Bishop Lee Robinson was born in Baltimore to a laundry worker and a homemaker. He was a 1945 graduate of Frederick Douglass Senior High School in Baltimore and served in the Army as a clerk typist before being discharged in 1946.
Mr. Robinson earned a bachelor’s degree in 1971 from the University of Baltimore and a master’s degree in education two years later from what is now Coppin State University in Baltimore. He received a law degree from the University of Baltimore in 1986.
Mr. Robinson joined the city’s police department in 1952 as a foot patrolman and later worked for its Criminal Investigation Division. In 1978, Mr. Robinson became a colonel and chief of the Patrol Division, in charge of all nine police districts and the Tactical Division.
In 1981, he was assigned to the Operations Bureau, which oversaw the day-to-day work of the department.
After Mr. Robinson left the department in 1987, Schaefer named him to head the Department of Public Safety and Correctional Services, a position he held until stepping down in 1997.
One of his notable achievements as secretary was the opening in 1995 of the Baltimore Central Booking and Intake Center, a $56 million facility that was the first in the nation to consolidate police booking, bail review, fingerprinting and incarceration.
“When Bishop L. Robinson stepped into the job as Maryland’s public safety secretary in 1987, he inherited a prison system in disarray: weak management, poor planning and lengthy construction delays,” said an editorial in the Baltimore Sun at the time of his retirement. “Ten years later, Mr. Robinson leaves his successor a much more disciplined and well-managed department.”

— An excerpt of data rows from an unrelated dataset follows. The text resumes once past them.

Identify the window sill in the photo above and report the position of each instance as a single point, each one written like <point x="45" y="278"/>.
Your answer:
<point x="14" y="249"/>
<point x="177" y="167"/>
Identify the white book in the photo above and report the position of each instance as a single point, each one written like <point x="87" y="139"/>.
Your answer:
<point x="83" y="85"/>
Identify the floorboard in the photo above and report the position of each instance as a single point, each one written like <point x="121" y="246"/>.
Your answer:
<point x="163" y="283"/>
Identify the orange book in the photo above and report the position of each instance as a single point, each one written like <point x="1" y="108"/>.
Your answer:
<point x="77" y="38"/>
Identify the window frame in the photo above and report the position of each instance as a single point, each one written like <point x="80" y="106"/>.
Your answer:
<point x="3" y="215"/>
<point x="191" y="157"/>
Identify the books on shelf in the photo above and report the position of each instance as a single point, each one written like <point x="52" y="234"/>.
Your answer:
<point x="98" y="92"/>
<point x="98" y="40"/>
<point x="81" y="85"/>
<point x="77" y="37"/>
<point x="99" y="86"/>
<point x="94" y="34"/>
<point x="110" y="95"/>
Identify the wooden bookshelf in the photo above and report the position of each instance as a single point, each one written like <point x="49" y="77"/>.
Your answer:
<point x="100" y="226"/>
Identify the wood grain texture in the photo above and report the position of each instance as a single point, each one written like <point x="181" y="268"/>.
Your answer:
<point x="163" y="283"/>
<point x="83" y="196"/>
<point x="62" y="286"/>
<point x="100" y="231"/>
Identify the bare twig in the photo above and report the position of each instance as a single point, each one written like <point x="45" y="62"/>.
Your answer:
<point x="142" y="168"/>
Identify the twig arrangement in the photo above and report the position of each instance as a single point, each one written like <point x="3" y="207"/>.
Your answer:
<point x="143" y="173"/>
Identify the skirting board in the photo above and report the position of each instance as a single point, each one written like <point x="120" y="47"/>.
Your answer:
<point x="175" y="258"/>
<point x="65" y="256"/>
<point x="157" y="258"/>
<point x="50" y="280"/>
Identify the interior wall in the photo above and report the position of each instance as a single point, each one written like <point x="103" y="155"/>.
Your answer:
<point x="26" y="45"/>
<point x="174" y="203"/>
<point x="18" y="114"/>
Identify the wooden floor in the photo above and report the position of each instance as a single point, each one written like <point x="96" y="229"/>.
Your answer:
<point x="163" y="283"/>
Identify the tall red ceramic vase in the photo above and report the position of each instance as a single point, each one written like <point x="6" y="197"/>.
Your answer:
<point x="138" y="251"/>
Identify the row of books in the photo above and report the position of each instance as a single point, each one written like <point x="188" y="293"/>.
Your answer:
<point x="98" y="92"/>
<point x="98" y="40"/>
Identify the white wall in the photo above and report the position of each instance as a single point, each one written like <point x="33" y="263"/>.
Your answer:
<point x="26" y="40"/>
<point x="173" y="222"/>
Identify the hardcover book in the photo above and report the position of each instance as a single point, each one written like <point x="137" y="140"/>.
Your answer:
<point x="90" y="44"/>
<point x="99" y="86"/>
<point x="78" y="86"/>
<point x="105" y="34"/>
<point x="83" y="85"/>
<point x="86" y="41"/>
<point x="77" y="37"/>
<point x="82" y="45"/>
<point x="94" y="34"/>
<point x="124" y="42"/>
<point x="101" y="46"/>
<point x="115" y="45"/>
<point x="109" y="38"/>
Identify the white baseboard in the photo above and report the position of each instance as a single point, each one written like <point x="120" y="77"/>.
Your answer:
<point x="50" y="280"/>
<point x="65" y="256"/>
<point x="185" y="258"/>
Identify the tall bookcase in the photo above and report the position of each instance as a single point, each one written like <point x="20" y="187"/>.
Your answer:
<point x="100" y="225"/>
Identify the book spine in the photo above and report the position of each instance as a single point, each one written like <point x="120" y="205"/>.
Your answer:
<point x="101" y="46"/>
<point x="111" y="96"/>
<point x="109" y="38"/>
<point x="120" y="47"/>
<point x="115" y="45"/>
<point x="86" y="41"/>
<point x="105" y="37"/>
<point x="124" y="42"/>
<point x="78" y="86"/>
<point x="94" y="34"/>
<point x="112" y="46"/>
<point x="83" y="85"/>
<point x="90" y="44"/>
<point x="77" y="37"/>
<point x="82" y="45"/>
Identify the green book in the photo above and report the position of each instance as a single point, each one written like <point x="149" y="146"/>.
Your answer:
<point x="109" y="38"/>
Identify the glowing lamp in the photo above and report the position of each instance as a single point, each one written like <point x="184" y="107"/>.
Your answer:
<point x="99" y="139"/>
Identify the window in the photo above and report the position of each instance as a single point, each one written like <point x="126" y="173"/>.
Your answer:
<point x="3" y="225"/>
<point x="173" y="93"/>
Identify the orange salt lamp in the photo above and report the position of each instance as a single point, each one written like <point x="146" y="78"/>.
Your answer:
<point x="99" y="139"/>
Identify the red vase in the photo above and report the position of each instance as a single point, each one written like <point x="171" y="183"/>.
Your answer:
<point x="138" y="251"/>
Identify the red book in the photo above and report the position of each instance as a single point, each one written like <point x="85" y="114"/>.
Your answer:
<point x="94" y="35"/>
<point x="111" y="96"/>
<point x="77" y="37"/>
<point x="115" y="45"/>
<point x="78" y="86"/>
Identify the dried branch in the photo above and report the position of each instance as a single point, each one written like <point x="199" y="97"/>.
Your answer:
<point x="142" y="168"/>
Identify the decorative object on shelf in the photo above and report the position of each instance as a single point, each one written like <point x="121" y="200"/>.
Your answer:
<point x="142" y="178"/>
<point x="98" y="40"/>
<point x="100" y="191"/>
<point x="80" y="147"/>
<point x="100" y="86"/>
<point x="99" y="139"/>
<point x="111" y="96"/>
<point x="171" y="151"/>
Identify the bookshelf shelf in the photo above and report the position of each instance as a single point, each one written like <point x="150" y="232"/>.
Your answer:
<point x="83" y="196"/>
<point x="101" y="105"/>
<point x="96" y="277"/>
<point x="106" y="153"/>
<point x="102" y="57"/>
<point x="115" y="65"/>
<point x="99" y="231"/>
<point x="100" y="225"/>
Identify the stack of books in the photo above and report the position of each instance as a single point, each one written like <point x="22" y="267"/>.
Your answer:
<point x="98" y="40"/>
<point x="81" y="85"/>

Mr. Robinson then became a consultant for Lockheed Martin until Glendening named him interim juvenile justice secretary in 1999 in the aftermath of abuses uncovered at the state’s juvenile boot camps. He later headed the department as its full-time secretary from 2000 until retiring in 2003.
Mr. Robinson was one of the founding members of the National Organization of Black Law Enforcement Executives.